PCRF Abstracts - Details View

ABSTRACTS

 

AI-Driven Ultrasound Training for Prehospital Personnel: A Study of Diagnostic Improvements in Cuenca, Ecuador

Author: Fernanda Pacheco, Ariel Quezada, Maria G. Icaza, Maria Peralta, Rosalia Aray, and Mateo Godoy | |

Associate Authors:

Introduction:

New ultrasound (US) devices are smaller and portable, making them perfect for use in the prehospital setting. However, this imaging modality is heavily dependent on training and prone to user error without it. We created a hands-on US training module integrating an artificial intelligence (AI)–based teaching method to improve the skills of prehospital providers in diagnosing thoracic pathology.

Objective:

To evaluate US diagnosis following completion of an AI-based US training module.

Methods:

This prospective observational cohort study was conducted across two prehospital management institutions in Cuenca, Ecuador, encompassing 24 participants (12 from each institution). Initially, participants were assessed using a dichotomous questionnaire featuring thoracic images to distinguish between pathological and normal findings. Group 1 (12 participants) received a conventional 2.5-hour hands-on US training symposium, whereas group 2 (12 participants) received identical training supplemented with AI assistance through automatic localization and recognition of anatomical structures.
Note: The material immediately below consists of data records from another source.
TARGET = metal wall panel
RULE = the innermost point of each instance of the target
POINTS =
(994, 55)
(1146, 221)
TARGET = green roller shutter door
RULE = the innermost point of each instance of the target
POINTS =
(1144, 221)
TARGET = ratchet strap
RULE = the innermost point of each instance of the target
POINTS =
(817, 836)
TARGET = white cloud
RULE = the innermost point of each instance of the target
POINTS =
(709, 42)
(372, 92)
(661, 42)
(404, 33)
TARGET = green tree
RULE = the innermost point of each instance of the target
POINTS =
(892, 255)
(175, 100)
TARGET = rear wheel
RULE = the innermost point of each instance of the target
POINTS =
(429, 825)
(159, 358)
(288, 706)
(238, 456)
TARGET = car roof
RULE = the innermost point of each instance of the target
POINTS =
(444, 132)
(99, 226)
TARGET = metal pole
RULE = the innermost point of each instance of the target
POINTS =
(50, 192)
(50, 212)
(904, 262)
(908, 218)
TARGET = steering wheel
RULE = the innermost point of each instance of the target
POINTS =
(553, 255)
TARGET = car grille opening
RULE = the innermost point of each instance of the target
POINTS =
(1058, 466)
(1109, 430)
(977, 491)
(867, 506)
Statistical analysis was performed using a two-sample t-test to compare mean differences between the groups.

Results:

Exclusion criteria included prior US experience, resulting in a final sample of 24 participants. The variables analyzed were pre- and postsymposium scores and the influence of AI on diagnostic accuracy for thoracic pathologies. In group 1 (non AI), the pretest mean score was 10.17 (SD = 2.125) and the posttest mean score was 10.5 (SD = 1.314). In group 2 (with AI), the pretest mean score was 11.25 (SD = 1.658) and the posttest mean was 14.50 (SD 1.0). The paired samples test for group 1 showed a mean difference of −0.333 (SD = 2.839) with a 95% confidence interval (CI) of −2.137 to 1.471 and a p-value of .346, indicating no statistical significance. Conversely, group 2 demonstrated a mean difference of −3.250 (SD = 0.524) with a 95% CI of −4.403 to −2.097 and a p-value of 0.000, indicating a statistically significant improvement.

Conclusion:

Our AI-based teaching method helps improve US training for prehospital providers, specifically in identifying emergent thoracic pathology. It reveals how broadly this tool can be used for teaching in environments with little access to US skills. Critically, this skill can be applied to lower-resource prehospital environments and impact clinical decision-making.